Tables
Tables define the structure for your data.
You can load new data into your tables or reference data in an existing location. You can define fine-grained access control permissions on tables by creating table permissions.
Tables can either be external or managed.
External tables
An external table defines a structure for data that's stored in a location not managed by Oracle AI Data Platform. When you create an external table in the AI Data Platform, the metadata life cycle is managed by Oracle AI Data Platform. When you delete an external table, only the table definition is deleted. The data referenced by the external table isn't deleted.
Additional IAM policies are required for external tables. For more information, see IAM Policies for Oracle AI Data Platform.
Managed Tables
A managed table defines a structure for data that's stored within the AI Data Platform and can only be accessed by AI Data Platform users.

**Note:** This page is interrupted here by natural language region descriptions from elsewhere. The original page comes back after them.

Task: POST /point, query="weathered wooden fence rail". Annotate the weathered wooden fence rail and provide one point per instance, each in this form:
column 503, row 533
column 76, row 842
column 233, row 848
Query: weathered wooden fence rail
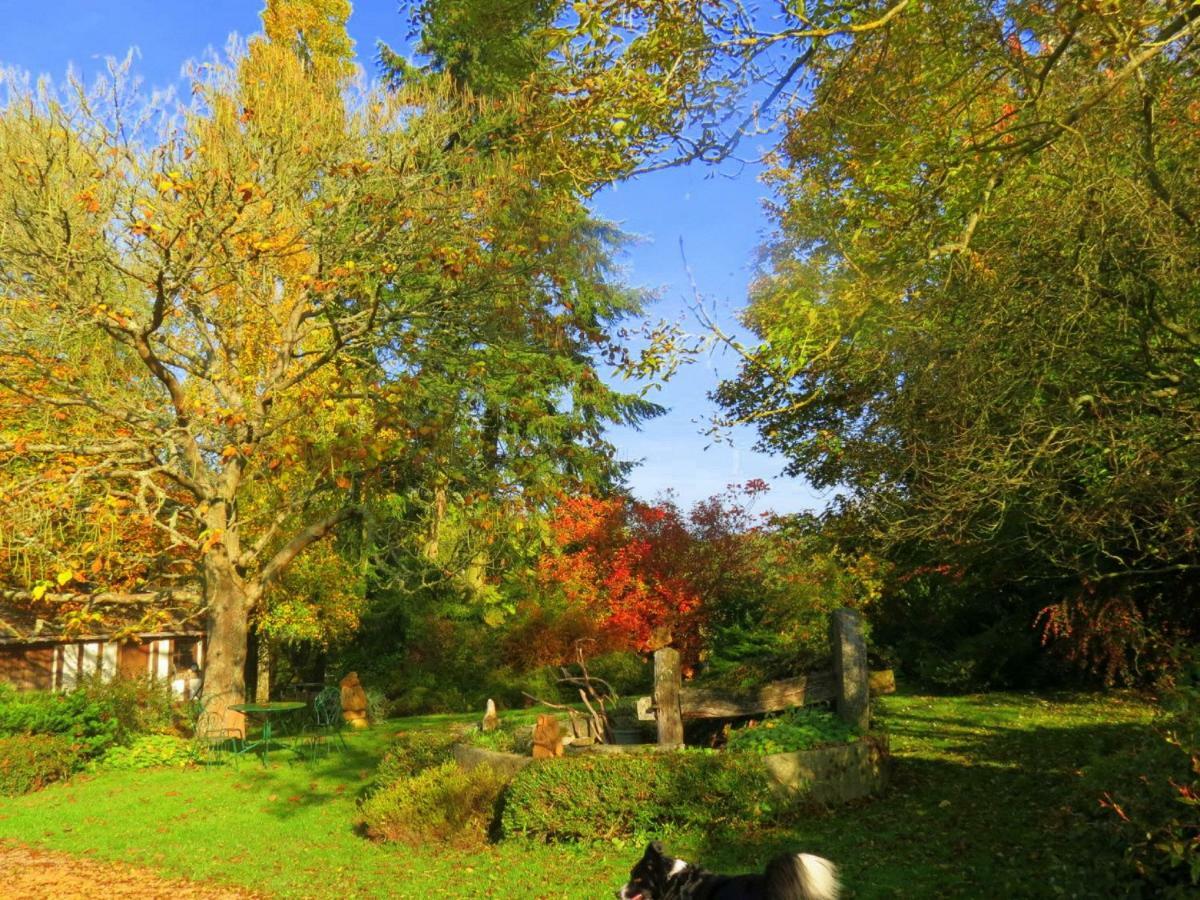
column 847, row 685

When you delete a managed table, the table definition and the table data is deleted.
Supported Table Formats
Format | Description | Usage |
---|---|---|
Comma-separated-values (CSV) | Data is stored as a text file with a specified row based file format to structure the data. Typically, the first row in the file is a header row that contains columns names for the data. | Used to exchange tabular data between systems. Each row in the file is a row in a table. |
JavaScript Object Notation (JSON) | Data is stored in a standard text-based format for representing structured data based on JavaScript object syntax. JSON supports lists of objects or hierarchical structures. | Used in stream applications. JSON simplifies the storage of related data with complex relationships in a single document and avoids chaotic list conversion to a relational data model. Note that JSON isn't splittable. |
Avro | Data is stored in a row based binary format while the schema is stored in JSON format to minimize file size and maximize efficiency. Avro has reliable support for schema evolution by managing added, missing, and changed fields. This lets old software to read new data, and new software to read old data. Also known as the data serialization system. | Used for data storage as avro files are splittable and compressible. The serialized row-based storage is ideal for heavy write transaction, such as inserting data into AI Data Platform. Avro is also a good choice when schema evolution is critical during high speed writes. |
Parquet | Data is stored in a columnar data format and is highly compressible and splittable. Parquet is optimized for the paradigm Write Once Read Many (WORM). It writes slowly but reads incredibly quickly, especially when you only access a subset of columns. | Used for solving Big Data problems as compression algorithms work better with columnar data format. You can store Big Data in various formats, such as images, videos, documents, and structured data tables. Parquet is a good choice for heavy workloads when reading portions of data. For example, when the dataset has many columns, but you only want to access a subset of columns. Ideal when you're dependent on Spark or when you want several services to access the same data stored in Object Storage. |
Optimized Row Columnar (ORC) | Data is stored in collections of rows in a single file in columnar format. | Used for parallel processing of row collections across a cluster. Ideal when read transactions are more than write transactions or when compression is priority. |
Delta | Data is stored in a columnar format that extends Parquet data files with a JSON file-based transaction log for ACID transactions and scalable metadata handling. | Used for transaction support. |
Limitations
The following limitations apply to tables in Oracle AI Data Platform:
- You cannot define an external table on any data files or directories within/on a volume.
- You cannot define an external table on a bucket and/or its directory that is already used for another external table or external volume
- Views cannot be viewed/listed in the Master Catalog.
Edit a Table
You can modify details of tables you manage.
- Navigate to your schema.
- Select the Tables tab.
- Next to the table you want to edit click
Actions.
- Click Rename to change your table's name. Enter a new name and press Enter.
- Click Edit Description to change your table's description. Provide the new description and click Save.